DESPITE his distinguished career as a brilliant barrister and outspoken judge in which he daily encountered the mad, the bad and the sad, Hon. Ewen Montagu QC never lost his faith in humanity.

To illustrate his view, he pinpointed the case in which he represented a Hampshire father-of-six who slaughtered his wife and then his daughter when she tragically stumbled on his feeble attempts to cover up the murder of her mother.

"He was a dead case from the start and his appeal was dismissed," he recollected. "He was being led knowing he hadn't a hope of being reprieved, but as he passed, he said, 'Thank you, sir, nobody could have done more.'

"Now here was a most sordid, brutal murderer. Yet he possessed that gentlemanly instinct when anyone, including myself, would have left the court in the most utmost despair. It just serves to show that very few people are very bad."
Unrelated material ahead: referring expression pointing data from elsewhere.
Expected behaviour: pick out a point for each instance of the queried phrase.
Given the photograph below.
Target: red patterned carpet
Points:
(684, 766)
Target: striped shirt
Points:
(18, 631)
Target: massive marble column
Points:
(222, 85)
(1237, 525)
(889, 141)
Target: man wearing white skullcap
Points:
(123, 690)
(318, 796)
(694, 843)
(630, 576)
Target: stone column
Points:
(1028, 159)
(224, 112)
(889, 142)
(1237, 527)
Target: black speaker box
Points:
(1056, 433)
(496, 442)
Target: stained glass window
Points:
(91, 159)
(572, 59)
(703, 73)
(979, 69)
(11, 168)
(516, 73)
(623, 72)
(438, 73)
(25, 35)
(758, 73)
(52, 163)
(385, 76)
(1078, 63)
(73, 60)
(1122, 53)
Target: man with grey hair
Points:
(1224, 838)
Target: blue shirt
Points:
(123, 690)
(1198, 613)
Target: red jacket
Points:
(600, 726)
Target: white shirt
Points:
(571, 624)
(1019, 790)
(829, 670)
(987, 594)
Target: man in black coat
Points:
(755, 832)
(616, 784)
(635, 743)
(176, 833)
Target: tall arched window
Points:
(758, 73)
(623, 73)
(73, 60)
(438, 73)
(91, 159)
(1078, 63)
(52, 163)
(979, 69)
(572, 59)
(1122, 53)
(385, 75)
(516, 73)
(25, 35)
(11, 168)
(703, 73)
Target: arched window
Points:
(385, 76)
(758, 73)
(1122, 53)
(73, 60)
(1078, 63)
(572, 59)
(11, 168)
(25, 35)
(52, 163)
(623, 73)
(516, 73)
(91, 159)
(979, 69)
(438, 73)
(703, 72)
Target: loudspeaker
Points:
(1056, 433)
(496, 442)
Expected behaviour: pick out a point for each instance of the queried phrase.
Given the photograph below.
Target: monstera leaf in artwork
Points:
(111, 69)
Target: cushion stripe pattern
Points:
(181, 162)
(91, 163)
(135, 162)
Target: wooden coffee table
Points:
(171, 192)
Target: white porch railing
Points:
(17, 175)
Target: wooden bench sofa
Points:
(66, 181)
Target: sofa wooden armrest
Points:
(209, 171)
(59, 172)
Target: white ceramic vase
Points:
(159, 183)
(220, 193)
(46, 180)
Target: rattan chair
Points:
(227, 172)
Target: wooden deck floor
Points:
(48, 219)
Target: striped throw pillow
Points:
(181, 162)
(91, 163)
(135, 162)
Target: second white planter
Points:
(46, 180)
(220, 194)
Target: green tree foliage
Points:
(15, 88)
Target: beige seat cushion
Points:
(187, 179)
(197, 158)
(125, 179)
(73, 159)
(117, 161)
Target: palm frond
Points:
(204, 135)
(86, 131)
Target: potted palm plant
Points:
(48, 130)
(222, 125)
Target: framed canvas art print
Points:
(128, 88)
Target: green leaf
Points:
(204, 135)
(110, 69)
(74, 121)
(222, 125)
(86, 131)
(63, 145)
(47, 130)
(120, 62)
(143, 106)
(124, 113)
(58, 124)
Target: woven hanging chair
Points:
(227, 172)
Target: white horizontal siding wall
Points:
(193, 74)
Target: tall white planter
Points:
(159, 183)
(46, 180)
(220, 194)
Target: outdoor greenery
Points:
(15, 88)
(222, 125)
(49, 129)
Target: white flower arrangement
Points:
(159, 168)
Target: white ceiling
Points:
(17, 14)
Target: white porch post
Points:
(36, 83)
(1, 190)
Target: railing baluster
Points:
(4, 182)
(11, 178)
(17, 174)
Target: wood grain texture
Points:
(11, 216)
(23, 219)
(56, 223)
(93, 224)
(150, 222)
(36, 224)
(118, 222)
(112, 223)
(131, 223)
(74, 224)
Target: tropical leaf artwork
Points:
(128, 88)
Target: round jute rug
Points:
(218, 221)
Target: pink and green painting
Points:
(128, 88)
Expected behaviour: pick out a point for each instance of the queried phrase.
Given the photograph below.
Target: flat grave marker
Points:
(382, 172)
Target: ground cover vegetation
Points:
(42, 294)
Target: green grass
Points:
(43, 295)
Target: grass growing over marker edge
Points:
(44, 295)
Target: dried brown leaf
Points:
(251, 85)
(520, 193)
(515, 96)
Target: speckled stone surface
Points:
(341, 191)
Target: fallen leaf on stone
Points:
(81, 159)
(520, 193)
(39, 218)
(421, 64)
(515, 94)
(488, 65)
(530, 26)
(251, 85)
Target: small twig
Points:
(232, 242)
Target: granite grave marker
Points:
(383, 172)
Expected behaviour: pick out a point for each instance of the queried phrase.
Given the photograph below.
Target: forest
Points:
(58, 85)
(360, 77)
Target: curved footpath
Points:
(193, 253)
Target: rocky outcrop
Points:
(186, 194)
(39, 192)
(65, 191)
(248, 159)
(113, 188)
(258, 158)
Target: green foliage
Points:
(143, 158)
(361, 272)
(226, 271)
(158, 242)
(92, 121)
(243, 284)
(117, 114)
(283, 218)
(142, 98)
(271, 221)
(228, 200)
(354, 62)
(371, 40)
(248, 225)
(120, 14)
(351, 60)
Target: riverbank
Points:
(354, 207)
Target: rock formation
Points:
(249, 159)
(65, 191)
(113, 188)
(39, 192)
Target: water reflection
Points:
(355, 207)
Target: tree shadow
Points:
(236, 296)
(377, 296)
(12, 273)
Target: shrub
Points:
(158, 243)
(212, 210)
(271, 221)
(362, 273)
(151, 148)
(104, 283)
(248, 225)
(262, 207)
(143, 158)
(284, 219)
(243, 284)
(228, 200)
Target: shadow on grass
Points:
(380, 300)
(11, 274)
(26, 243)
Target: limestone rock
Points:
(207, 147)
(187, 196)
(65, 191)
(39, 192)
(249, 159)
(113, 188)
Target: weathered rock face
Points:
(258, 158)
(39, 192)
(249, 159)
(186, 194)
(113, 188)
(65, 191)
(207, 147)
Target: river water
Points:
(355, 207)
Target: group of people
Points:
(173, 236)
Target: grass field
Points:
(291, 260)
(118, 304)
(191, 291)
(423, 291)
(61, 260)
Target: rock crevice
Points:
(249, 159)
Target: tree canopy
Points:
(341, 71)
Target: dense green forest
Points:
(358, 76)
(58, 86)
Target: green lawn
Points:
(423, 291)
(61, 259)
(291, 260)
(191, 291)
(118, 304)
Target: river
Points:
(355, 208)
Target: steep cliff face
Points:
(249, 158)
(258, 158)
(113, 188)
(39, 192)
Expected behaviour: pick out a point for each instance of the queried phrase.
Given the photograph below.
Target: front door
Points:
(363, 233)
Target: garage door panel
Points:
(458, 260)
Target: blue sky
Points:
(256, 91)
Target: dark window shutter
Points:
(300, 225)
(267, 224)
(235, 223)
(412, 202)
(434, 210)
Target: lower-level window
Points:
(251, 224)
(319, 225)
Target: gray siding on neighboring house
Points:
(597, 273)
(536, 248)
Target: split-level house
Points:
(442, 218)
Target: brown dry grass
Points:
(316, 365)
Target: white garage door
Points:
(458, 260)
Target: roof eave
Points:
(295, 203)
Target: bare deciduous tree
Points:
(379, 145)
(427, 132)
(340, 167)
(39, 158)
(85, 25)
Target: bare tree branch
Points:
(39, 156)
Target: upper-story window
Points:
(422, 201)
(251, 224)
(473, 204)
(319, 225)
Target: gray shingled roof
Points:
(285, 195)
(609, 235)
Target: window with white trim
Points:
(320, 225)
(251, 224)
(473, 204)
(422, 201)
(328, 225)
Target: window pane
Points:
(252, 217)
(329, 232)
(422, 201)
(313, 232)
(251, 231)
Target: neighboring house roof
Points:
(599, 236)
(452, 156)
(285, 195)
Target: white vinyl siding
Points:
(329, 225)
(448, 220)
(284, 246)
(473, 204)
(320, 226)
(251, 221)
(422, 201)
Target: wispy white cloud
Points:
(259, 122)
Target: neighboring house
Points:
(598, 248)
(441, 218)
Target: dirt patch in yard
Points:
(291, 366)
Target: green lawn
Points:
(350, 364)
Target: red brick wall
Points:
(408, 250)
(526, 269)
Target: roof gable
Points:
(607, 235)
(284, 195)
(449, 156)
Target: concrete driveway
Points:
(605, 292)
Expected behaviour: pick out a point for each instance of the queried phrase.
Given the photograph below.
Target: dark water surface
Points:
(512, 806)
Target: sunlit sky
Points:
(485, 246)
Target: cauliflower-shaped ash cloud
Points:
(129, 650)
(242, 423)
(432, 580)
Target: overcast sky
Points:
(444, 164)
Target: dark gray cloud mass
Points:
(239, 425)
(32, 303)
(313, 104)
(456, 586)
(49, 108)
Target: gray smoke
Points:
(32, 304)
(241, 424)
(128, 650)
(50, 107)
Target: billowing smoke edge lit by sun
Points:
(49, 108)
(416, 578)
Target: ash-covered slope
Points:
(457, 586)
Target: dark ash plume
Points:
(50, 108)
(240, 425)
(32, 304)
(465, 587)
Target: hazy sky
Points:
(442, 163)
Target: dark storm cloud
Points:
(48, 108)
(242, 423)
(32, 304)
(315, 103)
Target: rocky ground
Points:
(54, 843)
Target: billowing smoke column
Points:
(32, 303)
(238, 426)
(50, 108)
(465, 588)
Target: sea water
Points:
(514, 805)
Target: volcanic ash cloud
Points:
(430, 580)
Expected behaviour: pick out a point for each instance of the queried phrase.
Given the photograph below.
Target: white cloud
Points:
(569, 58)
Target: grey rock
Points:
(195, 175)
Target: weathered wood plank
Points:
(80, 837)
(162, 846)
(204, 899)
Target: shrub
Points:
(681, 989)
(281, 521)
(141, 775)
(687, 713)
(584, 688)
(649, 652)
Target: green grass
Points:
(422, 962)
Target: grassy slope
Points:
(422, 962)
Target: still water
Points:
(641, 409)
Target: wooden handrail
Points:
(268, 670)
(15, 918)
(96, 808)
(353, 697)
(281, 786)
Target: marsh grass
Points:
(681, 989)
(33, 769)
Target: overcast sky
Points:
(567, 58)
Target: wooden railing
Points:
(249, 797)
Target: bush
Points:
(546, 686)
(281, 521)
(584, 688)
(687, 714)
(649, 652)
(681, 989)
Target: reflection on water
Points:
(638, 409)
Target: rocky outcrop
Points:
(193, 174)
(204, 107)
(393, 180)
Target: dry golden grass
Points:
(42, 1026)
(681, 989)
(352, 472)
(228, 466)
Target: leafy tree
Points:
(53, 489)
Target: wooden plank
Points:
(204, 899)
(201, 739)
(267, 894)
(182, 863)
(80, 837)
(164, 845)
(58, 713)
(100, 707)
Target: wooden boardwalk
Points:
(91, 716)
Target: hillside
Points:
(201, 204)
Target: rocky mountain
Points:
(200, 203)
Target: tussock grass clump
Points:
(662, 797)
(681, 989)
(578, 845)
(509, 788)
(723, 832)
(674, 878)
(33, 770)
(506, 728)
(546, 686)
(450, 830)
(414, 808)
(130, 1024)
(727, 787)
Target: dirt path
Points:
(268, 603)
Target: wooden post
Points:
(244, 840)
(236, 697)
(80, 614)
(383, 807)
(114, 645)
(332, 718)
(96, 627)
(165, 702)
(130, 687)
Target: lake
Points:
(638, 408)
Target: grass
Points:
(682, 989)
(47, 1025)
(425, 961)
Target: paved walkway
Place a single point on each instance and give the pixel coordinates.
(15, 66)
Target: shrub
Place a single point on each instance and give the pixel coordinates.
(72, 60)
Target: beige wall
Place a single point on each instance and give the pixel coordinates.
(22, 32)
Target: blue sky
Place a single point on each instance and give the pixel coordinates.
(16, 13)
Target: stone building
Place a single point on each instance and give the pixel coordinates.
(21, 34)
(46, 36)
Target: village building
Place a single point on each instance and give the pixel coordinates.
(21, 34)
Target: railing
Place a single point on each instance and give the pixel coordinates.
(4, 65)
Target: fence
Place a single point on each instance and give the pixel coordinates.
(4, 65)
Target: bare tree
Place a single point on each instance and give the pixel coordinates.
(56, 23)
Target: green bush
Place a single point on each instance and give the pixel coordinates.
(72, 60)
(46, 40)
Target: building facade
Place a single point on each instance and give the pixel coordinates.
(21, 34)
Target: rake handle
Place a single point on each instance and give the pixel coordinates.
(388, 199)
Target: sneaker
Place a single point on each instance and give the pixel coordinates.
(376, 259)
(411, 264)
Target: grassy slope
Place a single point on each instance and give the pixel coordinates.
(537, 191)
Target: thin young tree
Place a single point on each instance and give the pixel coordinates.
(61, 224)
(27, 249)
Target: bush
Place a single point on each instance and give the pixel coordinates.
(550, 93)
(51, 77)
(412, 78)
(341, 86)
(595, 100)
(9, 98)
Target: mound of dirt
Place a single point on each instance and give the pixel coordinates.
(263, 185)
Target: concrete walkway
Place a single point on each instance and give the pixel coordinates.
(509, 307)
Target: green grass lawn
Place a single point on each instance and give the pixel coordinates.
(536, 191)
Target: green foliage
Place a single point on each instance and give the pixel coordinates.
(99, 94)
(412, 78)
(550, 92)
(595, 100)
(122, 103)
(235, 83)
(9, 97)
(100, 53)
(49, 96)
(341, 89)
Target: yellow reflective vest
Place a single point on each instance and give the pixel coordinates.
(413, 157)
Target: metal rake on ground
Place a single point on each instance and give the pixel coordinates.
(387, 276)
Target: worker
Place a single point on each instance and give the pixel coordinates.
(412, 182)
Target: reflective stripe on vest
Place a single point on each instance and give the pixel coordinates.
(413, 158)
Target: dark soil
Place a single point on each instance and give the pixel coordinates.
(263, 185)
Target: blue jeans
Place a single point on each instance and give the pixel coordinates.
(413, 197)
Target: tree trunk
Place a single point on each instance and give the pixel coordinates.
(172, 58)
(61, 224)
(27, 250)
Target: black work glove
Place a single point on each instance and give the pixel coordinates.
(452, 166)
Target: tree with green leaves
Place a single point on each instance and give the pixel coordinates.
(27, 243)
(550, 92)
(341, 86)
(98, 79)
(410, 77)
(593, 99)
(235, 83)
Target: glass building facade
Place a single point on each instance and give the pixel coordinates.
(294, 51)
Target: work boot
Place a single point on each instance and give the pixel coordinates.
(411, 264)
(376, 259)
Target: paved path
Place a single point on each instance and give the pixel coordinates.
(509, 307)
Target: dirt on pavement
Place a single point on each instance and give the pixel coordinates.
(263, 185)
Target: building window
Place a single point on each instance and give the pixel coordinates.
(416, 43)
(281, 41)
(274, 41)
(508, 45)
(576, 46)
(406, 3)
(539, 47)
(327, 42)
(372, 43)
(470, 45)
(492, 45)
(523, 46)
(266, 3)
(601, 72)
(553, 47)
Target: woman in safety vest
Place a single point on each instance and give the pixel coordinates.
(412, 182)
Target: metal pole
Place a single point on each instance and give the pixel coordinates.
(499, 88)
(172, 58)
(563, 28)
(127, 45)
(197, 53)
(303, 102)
The great hall of Winchester castle T9401H....Picture by Terry Bond.

The trial of William Shaughnessy, 46, at Hampshire Assizes was one of the last before Montagu - who devised the most ingenious bluff since the Trojan Horse by creating 'The Man Who Never Was' ploy that saved the lives of thousands of allied servicemen by hoodwinking the Germans over the site of a Mediterranean landing during the Second World War - was appointed Recorder of Southampton.

The clothing dealer was convicted at Hampshire Assizes on March 13, 1951, of his wife Marie at their home in Arundel Street, Portsmouth. Much of the damning evidence was delivered by the couple's nine-year-old Irene who stood near the trial judge, Mr Justice Byrne.

Her pigtails tied with pale pink ribbons, she was at times almost inaudible and one reply to a question from prosecuting counsel J Scott Henderson was only heard by one member of the jury who repeated it aloud. The judge, in a kindly voice, helped her to explain points that were not clear.

On the exhibit table, just below Irene, was a model of the property in which she lived with her parents, two brother and her other sister, Joyce.

Shaughnessy was no stranger to crime. He had already accumulated an extensive list of convictions, principally for petty crime, before emigrating in the mid-1920s to Canada where he met his wife, Marie Alexine, in Winnipeg.

Winnipeg, Canada

Winnipeg, Canada

A change of scenery however did not bring about a change in ways and he was deported in 1933 for theft and fraud, setting up a business in second clothing at his home where he carried out the double killing.

Shaughnessy spent that fateful day visiting a series of public houses in the locality and it was perhaps an argument over money that led to his wife being battered about the head and strangled. The prosecution could not provide any other explanation for his actions.

Irene, who had been out to buy a book of postage stamps, returned home only to find the property locked. Her father opened the door and then sent her away at least three times on a series of errands while he attempted to clear up the incriminating evidence and dispose of her body.

When she asked her father where her mother had gone, he told her an uncle from Canada had unexpectedly called and she had accompanied him to London.

"I left mummy and daddy in the house," she said. "When I came back, I had to rattle the latch and daddy came to the door. I did not go indoors. He sent me to get some more stamps, then a postal order and then for some buns. When I came back to the house each time, I didn't get in."

Arundel Street, Portsmouth

Arundel Street, Portsmouth

Shaughnessy took his two sons and Irene to London the following morning, telling them not to disturb their sister, Joyce, as she was not feeling well. It was not until they returned home that 16-year-old Ronnie found her lying naked in bed. He called the police who discovered his mother's body secreted in a cupboard.

The eminent Home Office pathologist confirmed Shaughnessy's wife had been murdered first and Joyce had also been strangled.

Shaughnessy was at large for two days before being arrested and charged with the double murder, though at his trial the Crown only proceeded with that of his wife.

In his feeble defence, he claimed the killings had been carried out by a man who ironically had killed a woman behind his shop - a crime that has remained unsolved - and after finding his wife lying dead in a pool of blood, he had panicked in hiding her body. "I just stood there looking. I could not believe it."

Admitting he had cleared up the scene, he told detectives: "All that was foremost in my mind was that I must never let my nippers see their mother like this."

In the witness box, he vehemently denied killing her. "My wife always stood by me. She has always been a good wife."

But when asked why he had taken the children to London and not report her murder, he could only come up with an implausible excuse. "I wanted time to think, to fathom lout what I should for the best. All the police in Portsmouth could not have brought her back to me and the children."

But his protestations were hopeless, with jurors taking less than two hours, including a lunch adjournment, to convict him at the end of a four-day trial and he was sentenced to death. Despite its hopelessness, he took his case to the Court of Appeal but it was swiftly rejected.

He was hanged at Winchester Prison on May 5 by Albert Pierrepoint.